The advantage of embedding is that the required JavaScript modules are not evaluated until the strings are put into a script node, or eval'd, when needed. This facilitates faster loading of the infused JavaScript file, since it is, mostly, one large string.

A Poor Man's Minifier

You can get started quickly with infuse by using the -i, --infuse PATH option:

infuse -i path/one.js -i path/two.js -i path/three.js > compiled.js

This basically infuses up the individual files and automatically de-fuses them when the compiled script runs.

Caveats

Run-time variables

Currently, infuse does not compute local variables, and can not determine require statements with variables defined at run-time.

For example, this will not work, and infuse will throw an error:

// script.js

var pkgModule = require("./" + process.env.ENVIRONMENT + "-pkg.js");

This will however:

// script.js infused with `--define PKG=prod-pkg.js`

var pkgModule = require(PKG);

Global scope leakage

Since infuse does not do any computing of local variables, it can not determine if variables leak outside of a required module's scope. In node this is not so much a problem, since each module is run in it's own context and only the items explicitly exported through module.exports are exposed. Infuse uses an anonymous function to simulate what node does, however if the infused module doesn't locally scope a variable with the var keyword, that variable will be set on the global object (usually the window).

In the future, plans are to resolve the caveats with more introspection of the AST parsed by UglifyJS. Stay tuned.

Report an Issue

License

Copyright (c) 2012 Jerry Hamlet jerry@hamletink.com

Permission is hereby granted, free of charge, to any person obtaining a copy of this software and associated documentation files (the "Software"), to deal in the Software without restriction, including without limitation the rights to use, copy, modify, merge, publish, distribute, sublicense, and/or sell copies of the Software, and to permit persons to whom the Software is furnished to do so, subject to the following conditions:

The above copyright notice and this permission notice shall be included in all copies or substantial portions of the Software.
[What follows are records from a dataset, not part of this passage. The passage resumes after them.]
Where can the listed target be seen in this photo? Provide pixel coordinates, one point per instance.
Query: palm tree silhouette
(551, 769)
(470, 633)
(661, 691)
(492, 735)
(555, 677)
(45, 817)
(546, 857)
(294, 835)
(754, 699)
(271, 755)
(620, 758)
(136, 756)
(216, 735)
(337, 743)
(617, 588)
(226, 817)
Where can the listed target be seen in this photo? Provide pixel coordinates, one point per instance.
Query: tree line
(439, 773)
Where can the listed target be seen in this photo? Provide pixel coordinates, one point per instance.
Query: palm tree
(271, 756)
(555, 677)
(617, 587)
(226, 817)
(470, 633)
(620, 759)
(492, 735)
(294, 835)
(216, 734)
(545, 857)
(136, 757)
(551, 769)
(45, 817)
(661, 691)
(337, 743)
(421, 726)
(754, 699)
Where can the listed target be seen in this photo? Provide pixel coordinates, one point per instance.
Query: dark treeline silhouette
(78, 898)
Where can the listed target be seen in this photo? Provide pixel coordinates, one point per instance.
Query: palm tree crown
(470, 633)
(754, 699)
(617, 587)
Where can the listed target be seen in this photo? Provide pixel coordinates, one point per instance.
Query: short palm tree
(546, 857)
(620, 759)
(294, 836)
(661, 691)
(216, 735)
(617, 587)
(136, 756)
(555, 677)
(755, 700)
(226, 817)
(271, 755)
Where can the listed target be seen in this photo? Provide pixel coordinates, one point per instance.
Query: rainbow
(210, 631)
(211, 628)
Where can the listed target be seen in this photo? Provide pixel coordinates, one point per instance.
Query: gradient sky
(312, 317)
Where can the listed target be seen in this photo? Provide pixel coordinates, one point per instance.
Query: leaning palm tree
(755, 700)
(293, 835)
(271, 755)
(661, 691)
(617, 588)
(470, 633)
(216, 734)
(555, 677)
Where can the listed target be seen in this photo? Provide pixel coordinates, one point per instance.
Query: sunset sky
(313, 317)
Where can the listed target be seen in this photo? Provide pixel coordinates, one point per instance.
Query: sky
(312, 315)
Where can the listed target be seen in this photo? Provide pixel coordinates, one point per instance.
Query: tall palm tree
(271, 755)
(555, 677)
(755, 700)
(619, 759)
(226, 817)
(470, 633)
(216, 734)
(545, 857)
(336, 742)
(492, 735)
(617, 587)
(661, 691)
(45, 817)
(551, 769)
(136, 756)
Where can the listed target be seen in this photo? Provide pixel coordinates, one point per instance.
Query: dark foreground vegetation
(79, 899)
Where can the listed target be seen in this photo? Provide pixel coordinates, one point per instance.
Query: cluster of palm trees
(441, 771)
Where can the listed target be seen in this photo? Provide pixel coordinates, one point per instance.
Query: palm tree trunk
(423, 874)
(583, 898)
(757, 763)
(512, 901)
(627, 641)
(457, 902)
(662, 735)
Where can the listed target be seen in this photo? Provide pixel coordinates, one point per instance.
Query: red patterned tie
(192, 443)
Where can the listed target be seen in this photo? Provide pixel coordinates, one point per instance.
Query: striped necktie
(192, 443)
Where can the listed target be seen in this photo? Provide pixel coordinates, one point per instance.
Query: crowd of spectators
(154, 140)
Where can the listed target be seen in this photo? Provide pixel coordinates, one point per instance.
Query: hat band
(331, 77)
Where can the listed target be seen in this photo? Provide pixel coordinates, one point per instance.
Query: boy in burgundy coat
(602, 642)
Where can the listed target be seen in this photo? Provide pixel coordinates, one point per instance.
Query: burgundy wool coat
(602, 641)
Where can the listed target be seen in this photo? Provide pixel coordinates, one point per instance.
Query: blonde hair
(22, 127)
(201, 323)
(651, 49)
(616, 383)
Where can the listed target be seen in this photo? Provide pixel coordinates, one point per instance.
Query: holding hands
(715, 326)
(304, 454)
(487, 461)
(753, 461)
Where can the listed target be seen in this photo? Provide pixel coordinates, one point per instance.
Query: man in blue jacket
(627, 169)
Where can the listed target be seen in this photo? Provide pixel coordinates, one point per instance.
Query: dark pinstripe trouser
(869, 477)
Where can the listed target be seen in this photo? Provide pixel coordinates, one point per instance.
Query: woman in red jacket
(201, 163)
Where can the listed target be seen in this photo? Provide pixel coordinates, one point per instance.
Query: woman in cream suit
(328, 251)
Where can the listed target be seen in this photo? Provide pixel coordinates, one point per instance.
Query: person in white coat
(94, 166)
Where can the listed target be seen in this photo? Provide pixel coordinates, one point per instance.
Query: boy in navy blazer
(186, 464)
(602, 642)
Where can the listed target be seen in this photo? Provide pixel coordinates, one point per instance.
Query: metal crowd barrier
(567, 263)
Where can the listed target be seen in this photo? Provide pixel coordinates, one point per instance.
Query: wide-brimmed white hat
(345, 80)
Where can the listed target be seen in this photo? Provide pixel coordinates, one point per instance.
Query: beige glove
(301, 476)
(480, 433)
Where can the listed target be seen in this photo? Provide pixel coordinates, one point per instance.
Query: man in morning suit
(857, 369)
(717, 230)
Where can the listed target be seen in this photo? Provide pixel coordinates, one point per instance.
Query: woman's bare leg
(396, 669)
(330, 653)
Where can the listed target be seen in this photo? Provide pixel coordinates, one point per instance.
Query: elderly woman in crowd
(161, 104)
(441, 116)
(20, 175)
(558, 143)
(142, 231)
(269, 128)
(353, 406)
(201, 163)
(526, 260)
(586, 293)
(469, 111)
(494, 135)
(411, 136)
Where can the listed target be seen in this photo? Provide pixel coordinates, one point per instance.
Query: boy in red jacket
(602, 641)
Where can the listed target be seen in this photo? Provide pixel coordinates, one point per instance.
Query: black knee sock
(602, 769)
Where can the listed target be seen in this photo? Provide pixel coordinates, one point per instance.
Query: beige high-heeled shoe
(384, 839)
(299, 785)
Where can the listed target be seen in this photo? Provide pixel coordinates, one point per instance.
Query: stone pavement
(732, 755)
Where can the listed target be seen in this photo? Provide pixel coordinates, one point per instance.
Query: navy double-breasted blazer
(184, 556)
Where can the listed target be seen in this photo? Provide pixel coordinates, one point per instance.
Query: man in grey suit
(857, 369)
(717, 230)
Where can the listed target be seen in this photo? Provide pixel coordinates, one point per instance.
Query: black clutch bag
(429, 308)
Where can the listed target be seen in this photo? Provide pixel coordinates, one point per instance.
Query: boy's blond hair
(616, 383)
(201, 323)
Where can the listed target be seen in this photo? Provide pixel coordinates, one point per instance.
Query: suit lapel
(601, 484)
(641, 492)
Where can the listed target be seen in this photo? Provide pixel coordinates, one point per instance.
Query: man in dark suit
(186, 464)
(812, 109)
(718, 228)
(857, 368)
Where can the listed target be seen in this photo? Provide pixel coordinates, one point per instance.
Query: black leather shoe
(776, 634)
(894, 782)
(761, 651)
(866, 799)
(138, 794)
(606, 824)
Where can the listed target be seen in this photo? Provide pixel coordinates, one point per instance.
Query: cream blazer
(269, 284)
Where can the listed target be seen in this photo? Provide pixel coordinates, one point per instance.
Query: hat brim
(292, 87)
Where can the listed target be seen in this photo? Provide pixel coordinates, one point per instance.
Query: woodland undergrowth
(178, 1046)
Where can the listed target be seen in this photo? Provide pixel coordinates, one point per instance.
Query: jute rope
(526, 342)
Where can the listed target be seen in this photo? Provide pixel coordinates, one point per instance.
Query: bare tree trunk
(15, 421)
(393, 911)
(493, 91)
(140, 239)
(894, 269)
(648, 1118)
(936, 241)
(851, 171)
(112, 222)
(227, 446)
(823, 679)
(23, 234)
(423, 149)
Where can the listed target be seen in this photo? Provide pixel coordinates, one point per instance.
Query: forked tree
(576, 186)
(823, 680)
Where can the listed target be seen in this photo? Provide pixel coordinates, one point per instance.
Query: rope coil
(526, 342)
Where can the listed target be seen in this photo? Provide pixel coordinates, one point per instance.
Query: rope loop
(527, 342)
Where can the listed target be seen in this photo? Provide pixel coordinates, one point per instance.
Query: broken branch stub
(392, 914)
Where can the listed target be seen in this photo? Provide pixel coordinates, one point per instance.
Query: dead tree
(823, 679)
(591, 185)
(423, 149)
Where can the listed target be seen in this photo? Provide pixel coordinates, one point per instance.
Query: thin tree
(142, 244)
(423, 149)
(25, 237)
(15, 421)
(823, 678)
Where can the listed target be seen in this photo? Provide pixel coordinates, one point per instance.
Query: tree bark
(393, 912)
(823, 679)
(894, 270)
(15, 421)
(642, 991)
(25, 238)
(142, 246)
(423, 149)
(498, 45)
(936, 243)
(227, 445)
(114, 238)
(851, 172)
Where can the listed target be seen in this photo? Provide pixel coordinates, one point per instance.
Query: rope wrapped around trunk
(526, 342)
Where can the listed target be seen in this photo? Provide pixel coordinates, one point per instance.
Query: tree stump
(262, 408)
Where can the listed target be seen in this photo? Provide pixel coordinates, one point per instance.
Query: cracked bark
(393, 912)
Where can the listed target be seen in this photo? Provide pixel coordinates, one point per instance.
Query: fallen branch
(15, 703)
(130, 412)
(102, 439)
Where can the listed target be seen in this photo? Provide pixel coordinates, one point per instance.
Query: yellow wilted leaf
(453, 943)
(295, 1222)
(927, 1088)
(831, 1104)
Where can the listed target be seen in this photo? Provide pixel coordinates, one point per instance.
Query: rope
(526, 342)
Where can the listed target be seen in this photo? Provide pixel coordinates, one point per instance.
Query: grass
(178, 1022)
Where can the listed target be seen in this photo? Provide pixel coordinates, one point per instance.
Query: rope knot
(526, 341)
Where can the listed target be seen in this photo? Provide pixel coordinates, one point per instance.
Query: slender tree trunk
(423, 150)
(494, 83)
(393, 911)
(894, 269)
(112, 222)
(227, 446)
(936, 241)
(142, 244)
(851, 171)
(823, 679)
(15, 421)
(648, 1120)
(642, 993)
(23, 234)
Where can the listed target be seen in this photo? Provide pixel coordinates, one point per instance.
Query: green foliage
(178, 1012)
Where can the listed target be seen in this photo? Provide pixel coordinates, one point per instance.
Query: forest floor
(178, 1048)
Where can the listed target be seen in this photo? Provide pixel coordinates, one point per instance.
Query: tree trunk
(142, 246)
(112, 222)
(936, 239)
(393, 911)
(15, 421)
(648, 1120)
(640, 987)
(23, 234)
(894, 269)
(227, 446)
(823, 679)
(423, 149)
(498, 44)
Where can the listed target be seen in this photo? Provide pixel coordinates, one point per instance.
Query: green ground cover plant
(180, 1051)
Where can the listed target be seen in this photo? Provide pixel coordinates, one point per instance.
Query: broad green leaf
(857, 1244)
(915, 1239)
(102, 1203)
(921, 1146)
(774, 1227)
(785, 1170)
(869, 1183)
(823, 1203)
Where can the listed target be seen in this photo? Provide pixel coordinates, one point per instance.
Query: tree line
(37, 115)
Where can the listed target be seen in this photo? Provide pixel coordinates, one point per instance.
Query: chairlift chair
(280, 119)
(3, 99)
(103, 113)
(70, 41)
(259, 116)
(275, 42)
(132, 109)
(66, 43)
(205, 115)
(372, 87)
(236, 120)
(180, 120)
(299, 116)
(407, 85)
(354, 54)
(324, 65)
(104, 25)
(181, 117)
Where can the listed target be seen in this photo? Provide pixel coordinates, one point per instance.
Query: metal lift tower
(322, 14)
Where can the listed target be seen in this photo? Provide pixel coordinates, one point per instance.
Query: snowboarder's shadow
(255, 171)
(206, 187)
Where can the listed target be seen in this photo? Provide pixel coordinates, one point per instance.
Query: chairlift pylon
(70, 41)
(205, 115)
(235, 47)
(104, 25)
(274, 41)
The Software shall be used for Good, not Evil.

THE SOFTWARE IS PROVIDED "AS IS", WITHOUT WARRANTY OF ANY KIND, EXPRESS OR IMPLIED, INCLUDING BUT NOT LIMITED TO THE WARRANTIES OF MERCHANTABILITY, FITNESS FOR A PARTICULAR PURPOSE AND NONINFRINGEMENT. IN NO EVENT SHALL THE AUTHORS OR COPYRIGHT HOLDERS BE LIABLE FOR ANY CLAIM, DAMAGES OR OTHER LIABILITY, WHETHER IN AN ACTION OF CONTRACT, TORT OR OTHERWISE, ARISING FROM, OUT OF OR IN CONNECTION WITH THE SOFTWARE OR THE USE OR OTHER DEALINGS IN THE SOFTWARE.